A oficina de ballet, realizada durante dois dias da semana, é a única no CPTI feita em parceria. Nesse caso, com o projeto Dança e Cidadania, da academia Ballet Harmonia. “As crianças e adolescentes que frequentam o ballet acabam adquirindo o gosto pela arte e desenvolvem disciplina, autoestima, responsabilidade e cidadania”, afirmou Fabíola Almeida Cavalcanti, gerente de mobilização de recursos e comunicação do CPTI.

Nos casos de crianças que se destacam nas oficinas, que tem uma proposta focada no desenvolvimento social, elas são encaminhadas para projetos onde têm a oportunidade de desenvolver seu potencial, já que a entidade tem o foco em serviços para pessoas em situação de vulnerabilidade social.

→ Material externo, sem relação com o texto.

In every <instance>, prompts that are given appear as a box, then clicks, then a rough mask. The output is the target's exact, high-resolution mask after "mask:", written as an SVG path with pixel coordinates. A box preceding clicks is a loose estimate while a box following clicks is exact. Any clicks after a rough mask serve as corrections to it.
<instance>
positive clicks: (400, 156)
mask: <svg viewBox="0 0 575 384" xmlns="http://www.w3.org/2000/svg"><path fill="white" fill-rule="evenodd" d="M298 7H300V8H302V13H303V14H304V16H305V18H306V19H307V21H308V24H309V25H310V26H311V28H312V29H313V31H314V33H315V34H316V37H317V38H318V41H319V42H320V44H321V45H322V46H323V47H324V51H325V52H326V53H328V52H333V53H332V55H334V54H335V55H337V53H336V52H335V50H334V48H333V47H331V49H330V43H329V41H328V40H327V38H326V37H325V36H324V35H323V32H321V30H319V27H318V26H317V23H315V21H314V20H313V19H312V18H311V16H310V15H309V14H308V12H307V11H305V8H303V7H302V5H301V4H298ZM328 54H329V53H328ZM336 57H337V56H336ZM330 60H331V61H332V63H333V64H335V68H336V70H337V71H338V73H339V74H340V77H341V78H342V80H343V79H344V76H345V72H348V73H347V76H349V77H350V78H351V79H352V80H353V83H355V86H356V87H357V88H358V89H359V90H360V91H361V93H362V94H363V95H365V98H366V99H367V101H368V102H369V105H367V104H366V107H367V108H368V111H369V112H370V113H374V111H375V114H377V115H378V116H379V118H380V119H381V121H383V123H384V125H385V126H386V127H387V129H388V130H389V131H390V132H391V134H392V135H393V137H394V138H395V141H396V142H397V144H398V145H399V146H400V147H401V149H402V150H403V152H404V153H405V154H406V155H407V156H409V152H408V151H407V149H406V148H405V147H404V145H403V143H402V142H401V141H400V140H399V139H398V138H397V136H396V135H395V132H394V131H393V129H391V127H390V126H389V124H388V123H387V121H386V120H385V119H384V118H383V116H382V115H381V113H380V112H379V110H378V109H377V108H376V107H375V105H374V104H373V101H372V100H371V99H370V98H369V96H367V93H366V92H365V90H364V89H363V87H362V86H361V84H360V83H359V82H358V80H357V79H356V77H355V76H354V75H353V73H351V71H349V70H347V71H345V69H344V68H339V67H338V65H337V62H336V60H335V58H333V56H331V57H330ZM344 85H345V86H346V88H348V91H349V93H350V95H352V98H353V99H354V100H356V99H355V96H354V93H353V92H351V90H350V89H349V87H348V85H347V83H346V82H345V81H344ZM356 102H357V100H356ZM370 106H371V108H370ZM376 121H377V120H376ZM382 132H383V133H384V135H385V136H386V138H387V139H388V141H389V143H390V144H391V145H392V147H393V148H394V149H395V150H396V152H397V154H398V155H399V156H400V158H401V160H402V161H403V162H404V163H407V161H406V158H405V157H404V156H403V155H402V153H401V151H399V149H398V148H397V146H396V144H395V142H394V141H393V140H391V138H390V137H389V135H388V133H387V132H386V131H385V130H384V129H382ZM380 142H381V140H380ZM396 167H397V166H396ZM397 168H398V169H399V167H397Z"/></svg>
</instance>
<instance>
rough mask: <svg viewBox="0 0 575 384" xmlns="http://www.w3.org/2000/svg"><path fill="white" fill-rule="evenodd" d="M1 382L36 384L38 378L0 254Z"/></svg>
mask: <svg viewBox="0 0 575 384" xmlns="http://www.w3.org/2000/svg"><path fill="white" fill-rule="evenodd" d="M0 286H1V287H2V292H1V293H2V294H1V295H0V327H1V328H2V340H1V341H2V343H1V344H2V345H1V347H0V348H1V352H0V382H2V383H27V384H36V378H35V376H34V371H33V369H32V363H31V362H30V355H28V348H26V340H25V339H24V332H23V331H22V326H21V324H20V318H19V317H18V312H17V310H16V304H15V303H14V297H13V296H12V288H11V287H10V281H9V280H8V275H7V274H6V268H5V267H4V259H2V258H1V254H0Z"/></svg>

Além do fortalecimento de vínculos com os educandos, o CPTI preza pela aproximação com as famílias dos atendidos. Segundo Thiago Lusvardi, psicólogo da Unidade Vila Mendonça do CPTI, sempre que crianças chegam à instituição é feita uma apresentação do serviço aos familiares e da rotina dos atendidos. “Só dos responsáveis pelos atendidos conhecerem o dia a dia aqui no CPTI, o fortalecimento de vínculos já está sendo promovido”, afirmou.